Martha Kongsgaard, the longtime chair of the Puget Sound Partnership’s Leadership Council, submitted her resignation to Gov. Jay Inslee today. In her resignation letter she credits work by the treaty tribes to recover Puget Sound. She specifically cited the removal of the dams on the Elwha (spearheaded by the Lower Elwha Klallam Tribe), the Qwuloolt restoration (Tulalip Tribes) and the Nisqually estuary restoration (Nisqually Tribe).

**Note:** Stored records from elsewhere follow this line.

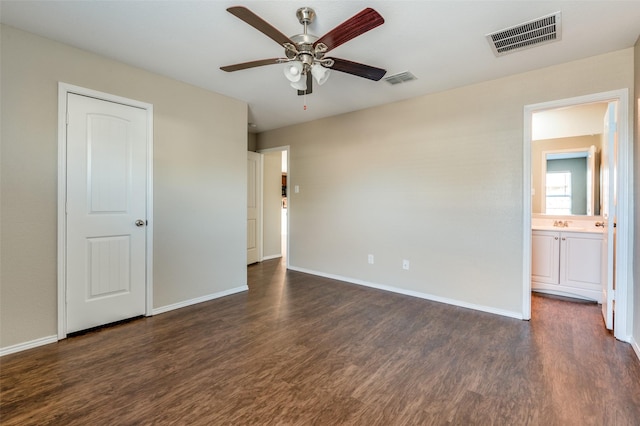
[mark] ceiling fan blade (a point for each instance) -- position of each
(309, 86)
(355, 68)
(252, 64)
(259, 24)
(358, 24)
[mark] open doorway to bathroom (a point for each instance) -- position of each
(577, 202)
(275, 203)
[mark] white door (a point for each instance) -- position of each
(105, 212)
(254, 203)
(608, 178)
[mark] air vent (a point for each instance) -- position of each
(401, 77)
(526, 35)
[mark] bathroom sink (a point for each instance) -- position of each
(567, 229)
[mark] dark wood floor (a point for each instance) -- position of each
(300, 350)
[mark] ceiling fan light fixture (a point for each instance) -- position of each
(320, 73)
(300, 84)
(293, 71)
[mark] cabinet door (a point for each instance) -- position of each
(545, 256)
(581, 260)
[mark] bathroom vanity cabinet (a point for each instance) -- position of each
(567, 262)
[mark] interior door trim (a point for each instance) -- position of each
(624, 208)
(63, 90)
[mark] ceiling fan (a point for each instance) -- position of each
(305, 53)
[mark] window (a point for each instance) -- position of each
(558, 187)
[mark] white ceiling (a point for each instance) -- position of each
(441, 42)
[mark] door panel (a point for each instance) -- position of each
(106, 195)
(608, 211)
(254, 203)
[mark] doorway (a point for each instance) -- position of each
(104, 209)
(619, 217)
(276, 203)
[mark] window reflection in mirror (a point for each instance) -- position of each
(566, 143)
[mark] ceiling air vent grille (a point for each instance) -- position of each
(528, 34)
(401, 77)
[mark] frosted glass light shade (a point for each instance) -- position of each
(300, 84)
(293, 71)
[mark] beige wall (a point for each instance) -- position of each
(200, 143)
(636, 170)
(437, 180)
(272, 202)
(538, 147)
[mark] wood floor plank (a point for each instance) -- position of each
(299, 350)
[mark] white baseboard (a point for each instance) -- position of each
(635, 346)
(206, 298)
(28, 345)
(482, 308)
(275, 256)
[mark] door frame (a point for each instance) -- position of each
(63, 90)
(624, 208)
(286, 148)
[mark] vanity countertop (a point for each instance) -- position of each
(585, 228)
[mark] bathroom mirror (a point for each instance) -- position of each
(565, 158)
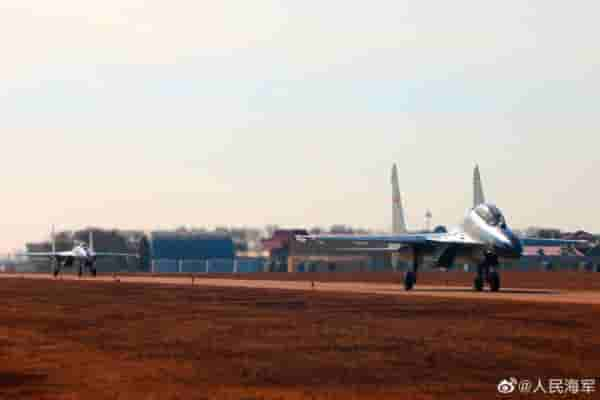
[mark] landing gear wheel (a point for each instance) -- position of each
(478, 283)
(494, 281)
(409, 280)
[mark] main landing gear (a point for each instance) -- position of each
(410, 278)
(55, 268)
(487, 273)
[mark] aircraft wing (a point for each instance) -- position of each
(50, 254)
(103, 254)
(552, 242)
(393, 242)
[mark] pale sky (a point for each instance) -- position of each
(154, 114)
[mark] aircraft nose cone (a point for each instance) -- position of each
(515, 246)
(511, 246)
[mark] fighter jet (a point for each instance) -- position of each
(82, 254)
(483, 238)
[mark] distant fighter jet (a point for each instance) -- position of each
(82, 253)
(483, 238)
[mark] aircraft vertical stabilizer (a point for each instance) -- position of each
(398, 224)
(91, 242)
(53, 239)
(478, 197)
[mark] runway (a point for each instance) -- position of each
(458, 292)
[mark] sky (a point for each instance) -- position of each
(151, 114)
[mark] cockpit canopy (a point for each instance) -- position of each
(490, 214)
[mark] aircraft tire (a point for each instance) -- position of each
(409, 280)
(494, 281)
(478, 283)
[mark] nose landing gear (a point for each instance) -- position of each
(487, 273)
(411, 276)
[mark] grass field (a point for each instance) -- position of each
(90, 340)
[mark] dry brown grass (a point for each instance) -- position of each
(562, 280)
(90, 340)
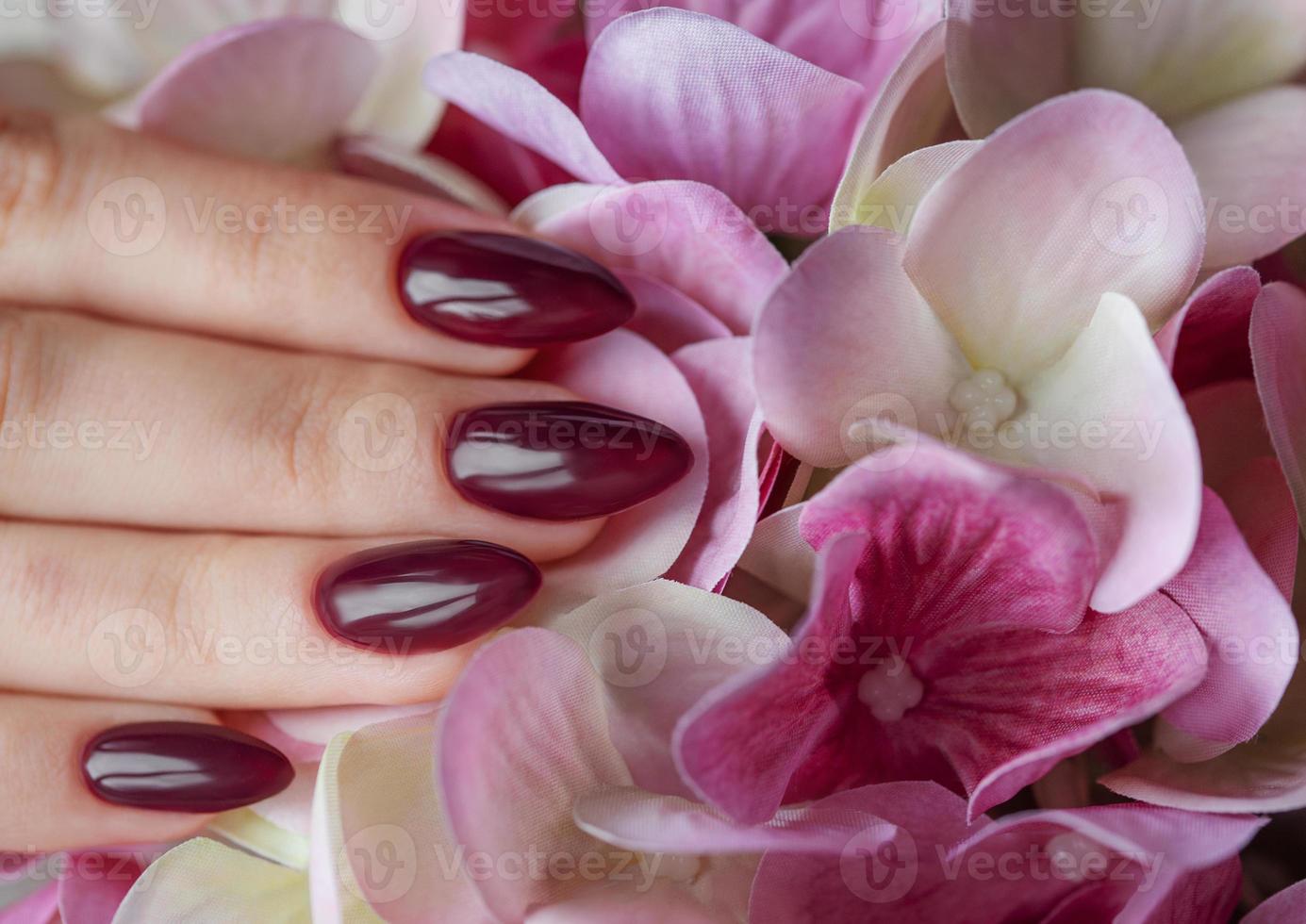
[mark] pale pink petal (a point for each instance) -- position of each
(668, 318)
(1015, 247)
(424, 173)
(37, 907)
(1109, 413)
(1184, 58)
(847, 338)
(892, 199)
(1238, 464)
(685, 234)
(397, 106)
(623, 370)
(913, 109)
(94, 899)
(742, 744)
(652, 824)
(511, 791)
(1278, 345)
(660, 648)
(1286, 907)
(671, 94)
(719, 372)
(1003, 60)
(1250, 159)
(1248, 631)
(275, 89)
(387, 836)
(1207, 340)
(521, 108)
(860, 41)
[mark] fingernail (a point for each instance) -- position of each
(559, 459)
(183, 767)
(511, 291)
(423, 595)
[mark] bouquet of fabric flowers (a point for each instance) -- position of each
(963, 588)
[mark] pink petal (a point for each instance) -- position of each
(1130, 437)
(38, 907)
(719, 372)
(392, 838)
(670, 94)
(847, 338)
(1250, 158)
(521, 108)
(521, 736)
(891, 199)
(274, 89)
(740, 744)
(1286, 907)
(94, 899)
(1278, 345)
(684, 234)
(623, 370)
(653, 824)
(862, 44)
(660, 648)
(1207, 340)
(1015, 247)
(668, 318)
(1001, 63)
(1238, 464)
(384, 160)
(913, 111)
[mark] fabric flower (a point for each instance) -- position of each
(1218, 74)
(947, 638)
(1010, 318)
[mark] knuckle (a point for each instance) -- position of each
(33, 166)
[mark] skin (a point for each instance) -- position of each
(220, 373)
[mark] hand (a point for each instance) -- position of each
(214, 428)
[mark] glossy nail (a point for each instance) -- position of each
(423, 595)
(558, 459)
(511, 291)
(183, 767)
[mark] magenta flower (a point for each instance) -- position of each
(1218, 74)
(949, 638)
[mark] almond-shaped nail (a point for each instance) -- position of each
(562, 459)
(183, 767)
(508, 291)
(423, 595)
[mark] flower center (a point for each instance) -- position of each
(984, 400)
(889, 689)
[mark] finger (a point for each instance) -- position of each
(107, 221)
(246, 621)
(48, 804)
(114, 424)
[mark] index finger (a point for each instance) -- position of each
(94, 218)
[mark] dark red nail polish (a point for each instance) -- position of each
(559, 459)
(183, 767)
(423, 595)
(504, 289)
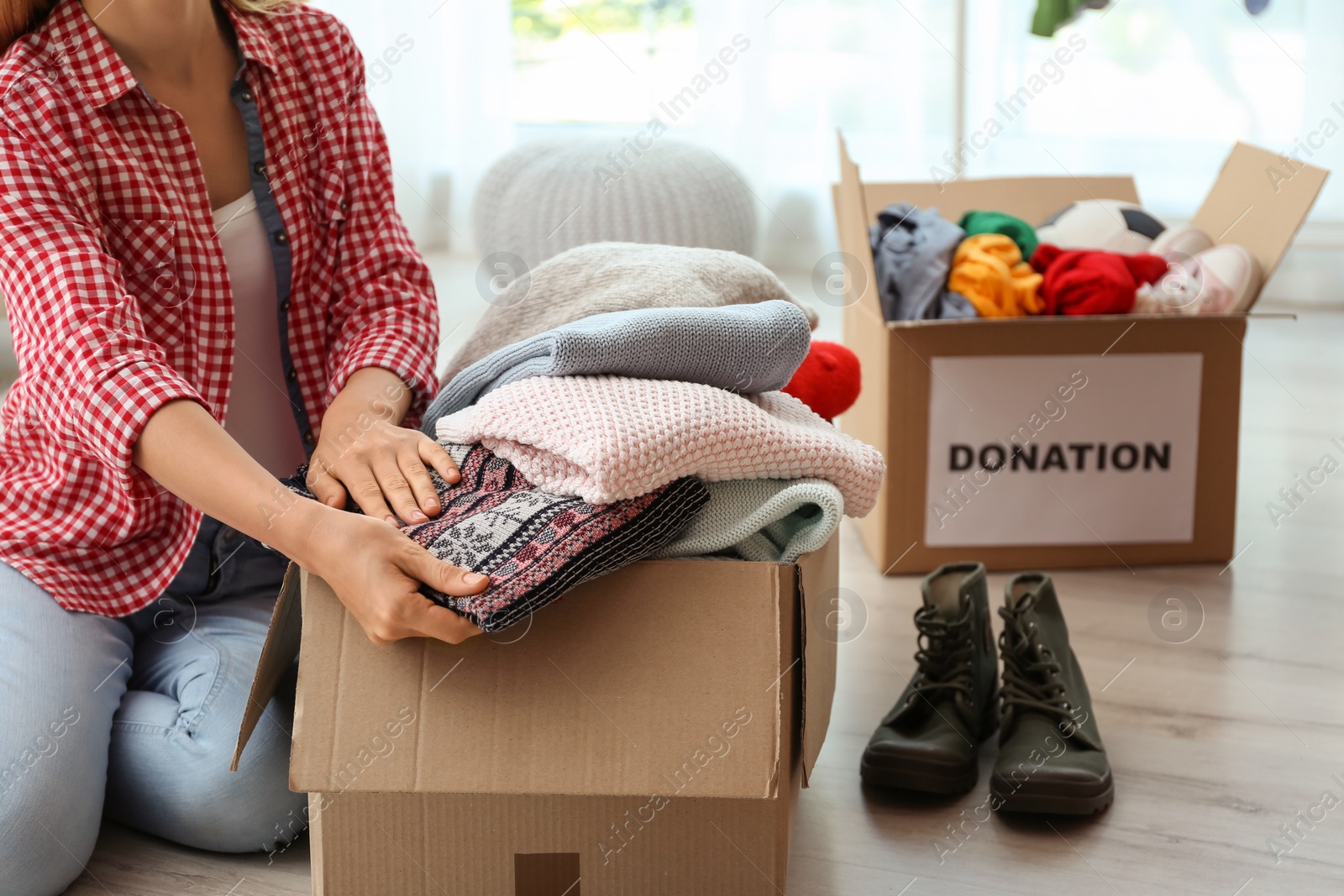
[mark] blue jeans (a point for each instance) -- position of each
(138, 718)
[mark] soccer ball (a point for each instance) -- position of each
(1108, 224)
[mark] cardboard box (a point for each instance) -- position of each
(1142, 410)
(647, 734)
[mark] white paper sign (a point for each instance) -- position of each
(1062, 449)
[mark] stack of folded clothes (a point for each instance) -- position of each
(598, 422)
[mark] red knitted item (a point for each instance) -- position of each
(1093, 282)
(828, 379)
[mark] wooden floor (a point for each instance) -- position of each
(1215, 743)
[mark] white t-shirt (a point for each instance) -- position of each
(260, 417)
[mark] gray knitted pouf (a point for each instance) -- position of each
(543, 197)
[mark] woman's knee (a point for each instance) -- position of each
(49, 825)
(202, 804)
(60, 679)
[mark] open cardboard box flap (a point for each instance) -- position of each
(609, 691)
(1258, 201)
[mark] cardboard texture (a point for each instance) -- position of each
(1258, 201)
(648, 732)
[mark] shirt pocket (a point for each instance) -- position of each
(147, 250)
(327, 197)
(327, 207)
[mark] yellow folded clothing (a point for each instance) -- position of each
(990, 271)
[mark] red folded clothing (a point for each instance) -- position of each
(827, 380)
(1093, 282)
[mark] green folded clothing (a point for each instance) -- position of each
(996, 222)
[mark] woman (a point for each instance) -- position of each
(207, 285)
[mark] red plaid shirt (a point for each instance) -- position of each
(118, 296)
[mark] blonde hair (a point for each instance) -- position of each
(20, 16)
(262, 6)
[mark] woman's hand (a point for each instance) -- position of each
(374, 569)
(362, 453)
(380, 465)
(376, 573)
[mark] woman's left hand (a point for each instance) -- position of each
(363, 454)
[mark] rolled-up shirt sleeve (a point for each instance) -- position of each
(73, 318)
(383, 309)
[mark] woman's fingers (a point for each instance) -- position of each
(437, 457)
(369, 495)
(423, 485)
(396, 490)
(324, 486)
(433, 621)
(444, 577)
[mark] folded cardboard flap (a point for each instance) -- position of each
(277, 656)
(817, 575)
(1260, 201)
(633, 684)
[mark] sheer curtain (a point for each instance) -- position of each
(440, 76)
(1151, 87)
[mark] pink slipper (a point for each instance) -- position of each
(1216, 281)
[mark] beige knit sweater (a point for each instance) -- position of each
(616, 277)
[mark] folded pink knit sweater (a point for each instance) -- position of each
(611, 438)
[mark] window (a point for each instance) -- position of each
(598, 60)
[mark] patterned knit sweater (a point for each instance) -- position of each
(535, 546)
(611, 438)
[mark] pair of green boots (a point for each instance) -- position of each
(1050, 752)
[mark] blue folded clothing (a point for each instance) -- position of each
(743, 348)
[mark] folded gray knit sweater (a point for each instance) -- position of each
(743, 348)
(769, 520)
(616, 277)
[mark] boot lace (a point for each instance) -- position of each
(1032, 672)
(945, 656)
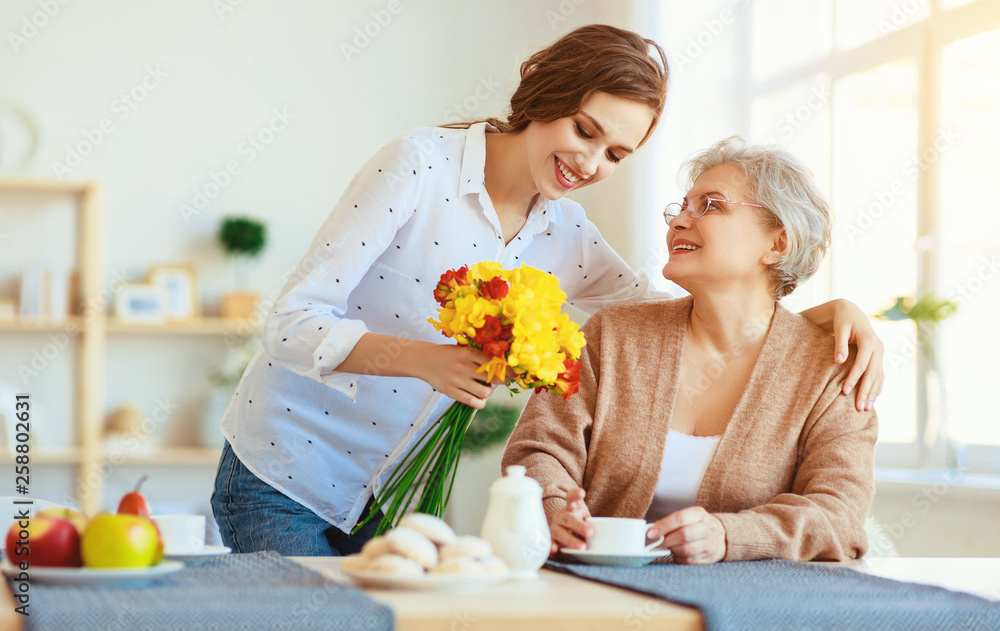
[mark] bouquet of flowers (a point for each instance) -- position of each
(515, 318)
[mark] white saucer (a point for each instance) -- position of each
(207, 551)
(605, 558)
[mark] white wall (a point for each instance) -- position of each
(179, 87)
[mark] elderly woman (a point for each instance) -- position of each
(718, 415)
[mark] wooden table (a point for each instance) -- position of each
(558, 601)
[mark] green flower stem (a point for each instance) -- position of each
(432, 463)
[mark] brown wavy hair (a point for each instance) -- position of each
(556, 81)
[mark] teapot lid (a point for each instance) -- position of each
(516, 482)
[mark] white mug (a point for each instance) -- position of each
(619, 535)
(182, 534)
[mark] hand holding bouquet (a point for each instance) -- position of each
(515, 318)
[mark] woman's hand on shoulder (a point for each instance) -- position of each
(694, 536)
(852, 326)
(568, 527)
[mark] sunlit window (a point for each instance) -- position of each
(861, 21)
(873, 257)
(780, 26)
(969, 228)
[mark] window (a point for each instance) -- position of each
(895, 105)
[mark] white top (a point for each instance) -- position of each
(419, 207)
(685, 460)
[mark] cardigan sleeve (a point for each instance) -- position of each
(552, 436)
(823, 516)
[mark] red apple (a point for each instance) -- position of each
(44, 541)
(79, 519)
(133, 503)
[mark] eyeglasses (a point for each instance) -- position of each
(698, 206)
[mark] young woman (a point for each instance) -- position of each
(714, 415)
(351, 373)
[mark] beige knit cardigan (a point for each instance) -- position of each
(791, 477)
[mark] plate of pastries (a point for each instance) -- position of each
(423, 552)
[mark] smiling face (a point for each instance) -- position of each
(583, 149)
(731, 245)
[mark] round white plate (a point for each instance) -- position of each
(92, 576)
(429, 582)
(603, 558)
(207, 551)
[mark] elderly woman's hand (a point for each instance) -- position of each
(568, 527)
(694, 536)
(852, 326)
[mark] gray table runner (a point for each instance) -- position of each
(777, 594)
(262, 590)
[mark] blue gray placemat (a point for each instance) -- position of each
(778, 594)
(262, 590)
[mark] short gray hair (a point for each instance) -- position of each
(777, 180)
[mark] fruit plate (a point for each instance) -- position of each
(429, 582)
(207, 551)
(91, 576)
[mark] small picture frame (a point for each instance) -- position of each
(180, 283)
(141, 303)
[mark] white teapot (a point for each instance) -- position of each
(515, 523)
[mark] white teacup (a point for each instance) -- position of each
(182, 534)
(619, 535)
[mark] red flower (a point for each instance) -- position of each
(567, 383)
(450, 281)
(495, 288)
(496, 349)
(490, 331)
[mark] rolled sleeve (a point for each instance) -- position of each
(308, 331)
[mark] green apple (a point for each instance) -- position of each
(79, 519)
(44, 541)
(121, 540)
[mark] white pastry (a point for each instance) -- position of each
(355, 563)
(413, 545)
(467, 546)
(467, 566)
(493, 564)
(434, 528)
(376, 547)
(395, 565)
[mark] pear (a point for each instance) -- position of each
(134, 503)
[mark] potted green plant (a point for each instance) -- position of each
(927, 313)
(242, 239)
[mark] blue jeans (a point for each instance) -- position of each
(253, 516)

She also digs deeper into the role of treaty rights within the context of our failure to recovery salmon. From the letter, published by Salish Sea Currents:

We agree with the 20 treaty tribes of Puget Sound that we are losing the battle for salmon recovery because the rate of habitat loss continues to outpace our restoration efforts.  Salmon, that iconic species that sits at the center of our recovery work, is emblematic of the interrelationship among ecosystems, natural resources and people, indigenous and the newly and yet to arrive. As sovereign nations, Indian tribes in western Washington signed treaties with the United States in 1855-56, giving up most of the land that is now western Washington, while reserving their rights to harvest salmon and other natural resources. For those rights to have meaning, there must be salmon to harvest. If salmon are to survive, and if treaty rights are to be honored, there must be real gains in habitat protection and restoration. We are committed to this work because the rule of law requires it but also because we as a region understand salmon to be a defining feature of our future as well.